I am willing to help you resurrect the word rad. We never used that on the east coast, so I have the opportunity to be a trend setter. And I like that idea. With my exposure to 13 year olds, I am perfectly positioned to make that happen.

Melissa B. said...

Awwwwww...50 isn't all that frightening. I'm livin' life & lovin' it!

A Recipe to Warm the Soul & Clear theh Sinuses

Erin M. said...

I still feel 16 in my head, too.

I am jealous because I've never had a group of girlfriends that traveled/took trips together. I've always been kind of shy and somewhat of a loner. But I long for that kind of friendship now...to be able to escape with good friends, no matter where we go or what we do.

babookworm said...

Thank you so much! You've really made me smile. Not just by what you wrote and that hilarious song, but by your readers comments as well.

I'm really glad to have found you through SITS.

Amy said...

Awww, D...You're not getting soft. With age comes good things too...like financial stability, and...uh...You don't have that pesky cashier card you when you buy wine.

Uh. Yeah. Getting old sucks.

I too am still 16 in my mind, and am shocked everytime (it happens often) some young wipper snapper calls me M'am!

BTW: Love the captions under all your photos! Classic!!!!

The Blonde Duck said...

Popped in from SITS to say hi!

DG at Diary of a Mad Bathroom said...

Melissa - Please spend the next five years reminding me of that.

Erin - I'm actually kind of shy too (though I have been less so from my mid thirties on).I think motherhood, work and even blogging help put us in situations that expose us to others and create opportunities for friendships to grow. I didn't meet this group of girls until I was 23 and we tiptoed into our friendship. It took about 2 years to get close enough that we would do things like take trips together. Now we're practically family.

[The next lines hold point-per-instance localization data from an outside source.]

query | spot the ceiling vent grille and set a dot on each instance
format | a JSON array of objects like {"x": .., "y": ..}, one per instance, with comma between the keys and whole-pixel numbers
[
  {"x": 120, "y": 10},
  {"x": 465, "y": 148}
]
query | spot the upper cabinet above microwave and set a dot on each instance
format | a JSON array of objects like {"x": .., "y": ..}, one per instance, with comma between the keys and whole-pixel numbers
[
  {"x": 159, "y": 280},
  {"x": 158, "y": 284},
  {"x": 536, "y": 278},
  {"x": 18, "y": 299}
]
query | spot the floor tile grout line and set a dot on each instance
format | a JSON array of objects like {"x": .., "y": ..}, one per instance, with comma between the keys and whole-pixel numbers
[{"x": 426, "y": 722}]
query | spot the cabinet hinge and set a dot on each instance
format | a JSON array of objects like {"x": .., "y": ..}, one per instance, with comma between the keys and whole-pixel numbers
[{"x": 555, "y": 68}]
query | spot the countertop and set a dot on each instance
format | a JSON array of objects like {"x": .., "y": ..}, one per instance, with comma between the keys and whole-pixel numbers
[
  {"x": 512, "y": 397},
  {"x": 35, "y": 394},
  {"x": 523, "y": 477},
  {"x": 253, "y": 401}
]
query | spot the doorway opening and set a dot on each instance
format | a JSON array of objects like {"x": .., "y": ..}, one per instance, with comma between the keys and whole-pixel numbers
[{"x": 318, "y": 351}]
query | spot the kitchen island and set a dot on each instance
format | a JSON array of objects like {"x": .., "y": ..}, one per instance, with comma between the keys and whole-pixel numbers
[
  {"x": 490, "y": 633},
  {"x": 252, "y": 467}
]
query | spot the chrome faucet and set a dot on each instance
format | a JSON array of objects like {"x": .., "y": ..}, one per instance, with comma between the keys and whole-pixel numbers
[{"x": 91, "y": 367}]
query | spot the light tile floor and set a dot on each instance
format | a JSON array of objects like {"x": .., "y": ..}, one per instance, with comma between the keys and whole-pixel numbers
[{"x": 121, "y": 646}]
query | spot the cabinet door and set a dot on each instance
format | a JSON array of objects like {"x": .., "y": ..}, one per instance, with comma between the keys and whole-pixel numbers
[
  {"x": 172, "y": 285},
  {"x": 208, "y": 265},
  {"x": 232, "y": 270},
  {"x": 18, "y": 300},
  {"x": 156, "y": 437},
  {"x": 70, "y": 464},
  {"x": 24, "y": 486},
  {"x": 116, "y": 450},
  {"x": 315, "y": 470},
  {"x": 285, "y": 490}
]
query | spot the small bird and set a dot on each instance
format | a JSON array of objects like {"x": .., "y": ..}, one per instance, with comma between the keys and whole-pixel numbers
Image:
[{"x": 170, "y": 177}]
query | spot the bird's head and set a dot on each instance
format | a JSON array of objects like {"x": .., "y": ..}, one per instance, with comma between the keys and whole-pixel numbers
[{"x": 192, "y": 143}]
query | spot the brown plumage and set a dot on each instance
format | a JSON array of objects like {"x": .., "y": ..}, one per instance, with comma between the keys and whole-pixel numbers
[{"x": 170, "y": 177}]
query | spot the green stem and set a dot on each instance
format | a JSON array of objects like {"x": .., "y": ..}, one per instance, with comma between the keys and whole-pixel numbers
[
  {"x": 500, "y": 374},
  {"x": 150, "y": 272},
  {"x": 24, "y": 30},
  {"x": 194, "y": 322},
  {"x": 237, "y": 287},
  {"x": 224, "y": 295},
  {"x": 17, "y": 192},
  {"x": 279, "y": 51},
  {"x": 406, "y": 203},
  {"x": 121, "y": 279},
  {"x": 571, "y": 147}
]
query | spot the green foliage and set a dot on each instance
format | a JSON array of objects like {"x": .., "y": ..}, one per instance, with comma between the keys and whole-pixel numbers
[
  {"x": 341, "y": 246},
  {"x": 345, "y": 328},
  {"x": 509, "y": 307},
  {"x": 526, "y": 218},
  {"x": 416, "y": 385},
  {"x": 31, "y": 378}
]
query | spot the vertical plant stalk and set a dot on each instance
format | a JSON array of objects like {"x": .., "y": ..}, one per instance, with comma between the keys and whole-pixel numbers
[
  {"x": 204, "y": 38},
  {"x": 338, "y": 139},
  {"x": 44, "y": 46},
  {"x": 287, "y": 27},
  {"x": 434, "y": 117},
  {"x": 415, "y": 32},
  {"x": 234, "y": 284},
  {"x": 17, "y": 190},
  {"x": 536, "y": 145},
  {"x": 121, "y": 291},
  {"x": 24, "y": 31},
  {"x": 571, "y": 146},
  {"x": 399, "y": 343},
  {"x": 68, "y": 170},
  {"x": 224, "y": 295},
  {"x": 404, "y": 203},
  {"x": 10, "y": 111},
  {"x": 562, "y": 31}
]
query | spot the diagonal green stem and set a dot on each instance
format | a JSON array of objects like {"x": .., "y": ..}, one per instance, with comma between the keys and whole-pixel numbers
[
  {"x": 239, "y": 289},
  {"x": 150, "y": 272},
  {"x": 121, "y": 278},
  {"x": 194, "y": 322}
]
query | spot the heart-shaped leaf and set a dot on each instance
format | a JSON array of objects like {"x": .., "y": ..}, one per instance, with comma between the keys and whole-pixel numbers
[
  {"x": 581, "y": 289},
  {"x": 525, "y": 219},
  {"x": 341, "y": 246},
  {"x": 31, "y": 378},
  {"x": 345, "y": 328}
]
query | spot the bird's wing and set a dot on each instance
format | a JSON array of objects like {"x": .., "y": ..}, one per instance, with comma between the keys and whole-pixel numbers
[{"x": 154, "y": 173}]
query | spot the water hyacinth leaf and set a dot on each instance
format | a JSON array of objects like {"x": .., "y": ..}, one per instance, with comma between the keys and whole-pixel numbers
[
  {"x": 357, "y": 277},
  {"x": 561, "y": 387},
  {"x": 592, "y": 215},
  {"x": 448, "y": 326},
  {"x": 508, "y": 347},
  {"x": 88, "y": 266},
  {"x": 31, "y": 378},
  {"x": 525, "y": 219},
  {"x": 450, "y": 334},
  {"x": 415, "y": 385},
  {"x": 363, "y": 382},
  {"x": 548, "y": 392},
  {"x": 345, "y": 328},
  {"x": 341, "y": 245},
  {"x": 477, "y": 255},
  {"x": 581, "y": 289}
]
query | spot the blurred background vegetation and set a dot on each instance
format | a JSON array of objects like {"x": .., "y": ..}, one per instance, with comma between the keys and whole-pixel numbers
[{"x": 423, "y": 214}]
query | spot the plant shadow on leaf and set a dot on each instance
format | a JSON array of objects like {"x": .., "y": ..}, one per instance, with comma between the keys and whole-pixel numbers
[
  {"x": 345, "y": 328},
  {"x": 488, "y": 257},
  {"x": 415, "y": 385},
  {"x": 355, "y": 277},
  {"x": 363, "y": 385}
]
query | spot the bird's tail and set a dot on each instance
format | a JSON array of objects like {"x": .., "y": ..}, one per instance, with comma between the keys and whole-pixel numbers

Babookworm - Happy to have you here. I do have GREAT commenters. Blogging is such a great avenue to meet smart, funny and talented women.

Amy - It seems like it's downhill from the first m'am. Once you get the first one, they come at you fast and furious. At least you are in the south and you can rationalize that it's just the manners that people were raised with and not your age (that's definitely what I would tell myself).

DG at Diary of a Mad Bathroom said...

The Blonde Duck - Hi. Welcome (or should I say "quack"?)

SPEAKING FROM THE CRIB said...

i don't mind getting old but i definitely mind looking old - i want botox too and a mild chemical peel and a boob lift and ...

Aunt Becky said...

Okay, woman, I'm staging an intervention. I'm coming with and we're gonna have a BLAST and I am going to bring the heat and we're gonna PARRRRTY it up.

Lin said...

Crap, do I have to admit to feeling like you do? I'm eternally 22 or perhaps, 28. My flabby arms and suddenly chubby mid-section is telling me otherwise. Weird things like hysterectomies and reflux appear from nowhere and I'm standing here wondering what the hell is happening. I'm going down fighting, DG.

Glad to hear you had fun, even if it wasn't the "fun" of the old days. It's a different kind of fun. Ugh.

Chief said...

Im still trying to find my nipples! get old sucks

DG at Diary of a Mad Bathroom said...

SFTC - Please let me know how you do at sourcing those services. I might need a ecommendation.

Aunt Becky - I have no doubt that you can bring the heat. I appreciate that you are willing to help an old woman out.

Lin - I'll give it a good fight too! I have a hell of a right hook!


Cheif- If you're like me, start looking somewhere around your knees.

our b life said...

Spa weekend. Priceless. It should never be how old your body is only what your mind tells you.

DG at Diary of a Mad Bathroom said...

Our B Life - I like the idea of sticking with what the brain says.

Eva Gallant said...

I'm pay my blog a visit! Just stopped by from SITS!

elasticwaistbands said...

i'm glad i'm not the only one gettin' soft. my mantra now is "elastic waistbands and comfortable shoes". when did i turn into my grandmother?! and i'm so sorry to hear about the lack of gettin' it on in the hot tub and margarita vomit in the pool. dang, why can't good things last?...!

i'm a follower now.

http://elasticwaistbandsandcomfortableshoes.blogspot.com/

DG at Diary of a Mad Bathroom said...

Eva - OK. ;)

Elasticwaistbands - Yes girl, I'm with you!